I had run right smack into the perfect storm right as I was being tasked with taking the helm at Gibson. Let’s review:
- Devastating economic recession that was strangling our clients
- Significantly reduced cash flow and profitability at Gibson
- Major obligation owed to retiring and a few additional departing partners
We were facing a choice:
- Sell to an outside firm and likely lose many of the things that had made us a great place to work over the years
- Find a way to remain independent so we could take best care of our people and our clients
We were in trouble.
Working with advisors, I had been studying the ESOP concept. Through a lot of research, we realized this could be a vehicle to pay off the retiring partners. Our ESOP consultant saw our potential and also preached caution: “ESOPs aren’t a solution for poor management. ESOPs can’t manufacture profits. And ESOPs are not a substitute for a well-run organization.”

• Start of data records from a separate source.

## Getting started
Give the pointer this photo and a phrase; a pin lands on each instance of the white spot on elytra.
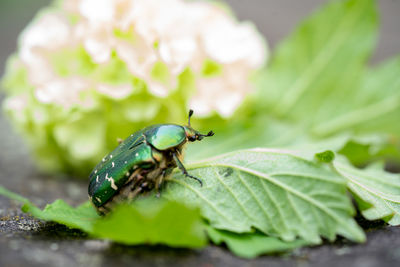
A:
(111, 180)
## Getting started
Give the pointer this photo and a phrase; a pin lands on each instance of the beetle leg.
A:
(159, 182)
(183, 169)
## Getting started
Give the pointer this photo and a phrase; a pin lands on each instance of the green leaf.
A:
(145, 222)
(274, 191)
(373, 107)
(321, 62)
(326, 156)
(251, 245)
(153, 222)
(380, 189)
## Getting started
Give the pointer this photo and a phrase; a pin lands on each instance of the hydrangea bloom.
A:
(88, 71)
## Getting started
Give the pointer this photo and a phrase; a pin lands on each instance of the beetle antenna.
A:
(190, 115)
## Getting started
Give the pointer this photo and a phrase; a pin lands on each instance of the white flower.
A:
(89, 71)
(144, 34)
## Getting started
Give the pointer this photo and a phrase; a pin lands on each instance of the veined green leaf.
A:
(274, 191)
(152, 221)
(373, 107)
(380, 189)
(250, 245)
(321, 62)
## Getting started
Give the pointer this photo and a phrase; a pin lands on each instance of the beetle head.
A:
(193, 135)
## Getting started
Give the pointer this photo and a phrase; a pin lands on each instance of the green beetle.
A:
(140, 163)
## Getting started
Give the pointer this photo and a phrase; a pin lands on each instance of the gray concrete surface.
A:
(25, 241)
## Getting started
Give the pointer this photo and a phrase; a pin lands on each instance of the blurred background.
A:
(274, 19)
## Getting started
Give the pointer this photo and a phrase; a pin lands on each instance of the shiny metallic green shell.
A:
(136, 151)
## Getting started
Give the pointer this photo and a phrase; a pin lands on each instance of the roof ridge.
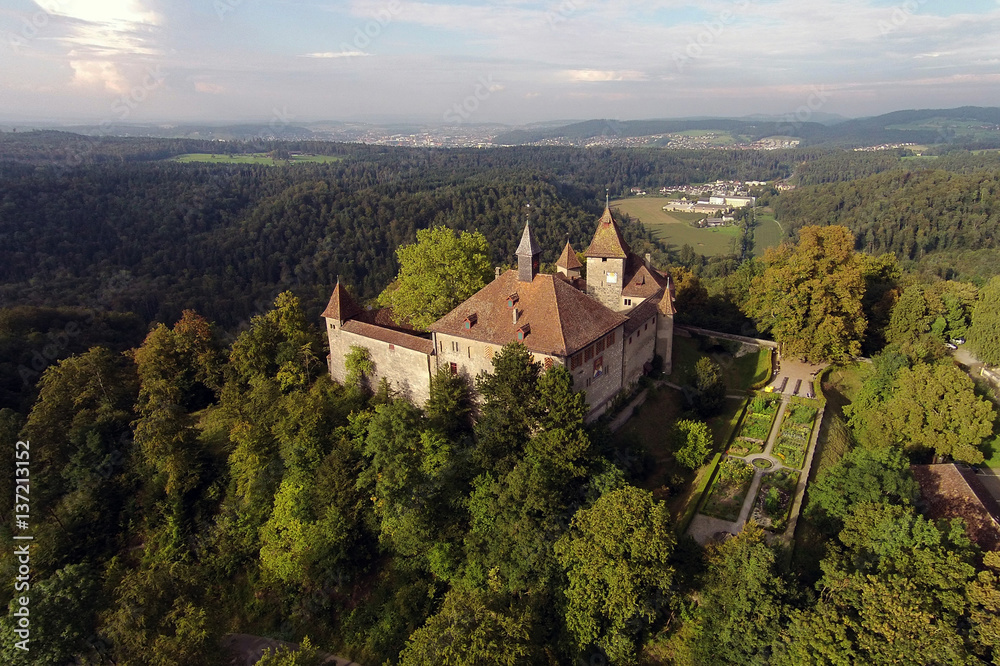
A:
(555, 299)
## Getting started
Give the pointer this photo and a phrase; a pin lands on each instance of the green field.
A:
(767, 234)
(254, 158)
(675, 228)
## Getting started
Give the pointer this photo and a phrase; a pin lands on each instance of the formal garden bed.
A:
(756, 427)
(729, 489)
(793, 437)
(774, 499)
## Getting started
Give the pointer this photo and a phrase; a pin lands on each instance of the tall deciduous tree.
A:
(436, 273)
(810, 295)
(741, 604)
(935, 407)
(616, 558)
(984, 334)
(866, 474)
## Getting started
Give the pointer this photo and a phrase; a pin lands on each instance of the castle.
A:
(605, 329)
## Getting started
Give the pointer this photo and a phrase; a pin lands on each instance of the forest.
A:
(195, 472)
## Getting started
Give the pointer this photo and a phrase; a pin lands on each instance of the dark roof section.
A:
(416, 343)
(341, 305)
(563, 319)
(666, 305)
(608, 241)
(640, 314)
(528, 246)
(642, 282)
(568, 259)
(953, 493)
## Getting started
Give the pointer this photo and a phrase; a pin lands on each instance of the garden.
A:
(793, 438)
(757, 423)
(774, 499)
(729, 489)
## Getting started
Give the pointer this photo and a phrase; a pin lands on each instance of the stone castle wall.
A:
(408, 371)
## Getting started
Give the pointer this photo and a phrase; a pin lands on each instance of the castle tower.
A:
(528, 256)
(568, 264)
(606, 259)
(665, 312)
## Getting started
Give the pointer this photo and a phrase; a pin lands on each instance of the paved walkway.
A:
(246, 650)
(704, 528)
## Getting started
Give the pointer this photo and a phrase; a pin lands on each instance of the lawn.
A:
(247, 158)
(774, 499)
(767, 234)
(649, 430)
(738, 373)
(729, 489)
(675, 228)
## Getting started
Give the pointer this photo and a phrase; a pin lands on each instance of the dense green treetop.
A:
(984, 333)
(810, 295)
(439, 271)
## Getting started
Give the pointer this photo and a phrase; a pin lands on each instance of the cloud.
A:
(102, 74)
(210, 88)
(600, 75)
(336, 54)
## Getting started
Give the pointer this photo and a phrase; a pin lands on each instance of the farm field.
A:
(767, 234)
(675, 228)
(254, 158)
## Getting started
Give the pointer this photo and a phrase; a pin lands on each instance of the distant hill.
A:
(967, 125)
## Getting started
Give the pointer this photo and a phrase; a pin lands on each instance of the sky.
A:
(511, 62)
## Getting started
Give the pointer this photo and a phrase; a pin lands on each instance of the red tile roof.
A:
(608, 241)
(563, 320)
(952, 493)
(341, 305)
(642, 282)
(639, 315)
(568, 259)
(416, 343)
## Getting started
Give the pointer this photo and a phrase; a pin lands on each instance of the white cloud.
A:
(336, 54)
(598, 75)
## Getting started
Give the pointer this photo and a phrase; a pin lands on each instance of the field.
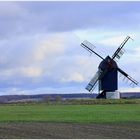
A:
(41, 120)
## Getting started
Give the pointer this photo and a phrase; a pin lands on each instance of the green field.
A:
(70, 113)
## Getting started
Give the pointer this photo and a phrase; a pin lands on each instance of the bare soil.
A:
(45, 130)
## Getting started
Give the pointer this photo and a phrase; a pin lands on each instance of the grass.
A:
(70, 113)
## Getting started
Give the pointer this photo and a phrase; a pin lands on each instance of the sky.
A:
(40, 44)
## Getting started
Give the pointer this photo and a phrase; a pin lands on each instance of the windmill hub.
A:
(108, 64)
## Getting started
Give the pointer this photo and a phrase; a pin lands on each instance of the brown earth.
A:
(45, 130)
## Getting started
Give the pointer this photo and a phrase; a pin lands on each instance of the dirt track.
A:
(68, 130)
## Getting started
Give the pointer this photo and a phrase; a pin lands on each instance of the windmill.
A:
(107, 75)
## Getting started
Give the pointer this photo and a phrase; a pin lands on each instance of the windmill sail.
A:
(128, 77)
(99, 74)
(120, 51)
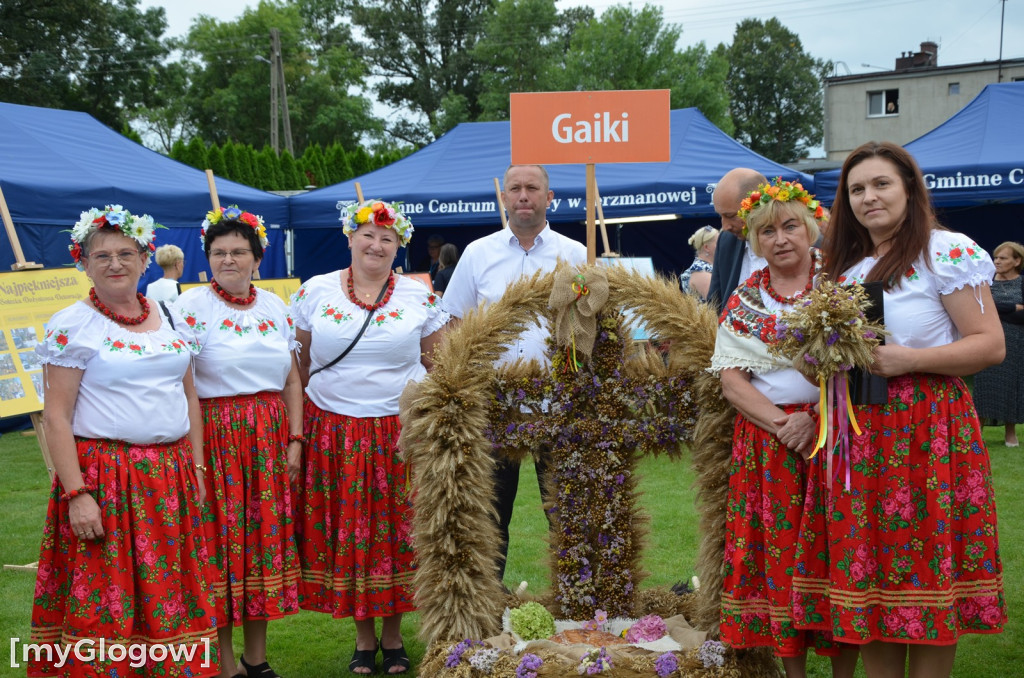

But an ESOP is a way to reward hard working employees for their devotion to delivering a great client experience. It is a vehicle to drive transparency within the workforce. It is a way to involve everyone. It can create great wealth for those who stick around the longest.
Our ESOP consultant’s warning was not lost on me. We still had to focus on being a great company. So, we began the tough work of re-positioning ourselves for the future. However, with the ESOP, the rewards for the hard work, and dedication it takes to be great, could be felt by everyone. We would be owners, together. So, on January 1, 2011, our Gibson ESOP, or GESOP as we call it, was formed. Seven years later, I can tell you it’s been an absolute home run!
What’s The Risk?
While it’s not for everyone, employee ownership is truly a special thing. We want a strong cultural fit that lives our shared values.
I remind our people to tell their friends, siblings, or kids to come work with us. We want the best people. What’s better than sharing ownership with friends and family? They will end up being rewarded handsomely if they choose to stick around for the long haul and continue building on what we’ve already created.
As Indiana’s former Secretary of State once remarked, “I’ve never seen an ESOP company move to China.”
I also think that we may be on the verge of a movement toward employee ownership in our country. Today about 12% of workers are employed at variations of employee-owned enterprises per a recent article in HBR. The same article mentions that during the next decade three mutually-reinforcing trends will be taking place:
- Renewed interest in ensuring the viability of local communities
- Growing evidence that employee-owned enterprises outperform their competitors (especially during economic downturns)
- Securing financing is becoming much easier due to growth and success
To the current employee owners out there, don’t take this for granted! The risk you face is complacency. Over the years, if you go on cruise control and start cutting corners, your ESOP will suffer. You’re an owner now. You must think about it differently. This is your home for the long haul. You keep the landscape looking sharp. You pick up the trash in your neighborhood. When a house opens up on your street (think “job”), you get one of your friends to look at it. When your roof leaks, you repair it. You repaint it every few years. You’re a good neighbor and build great relationships with everyone on your street. You act like an owner because you are one.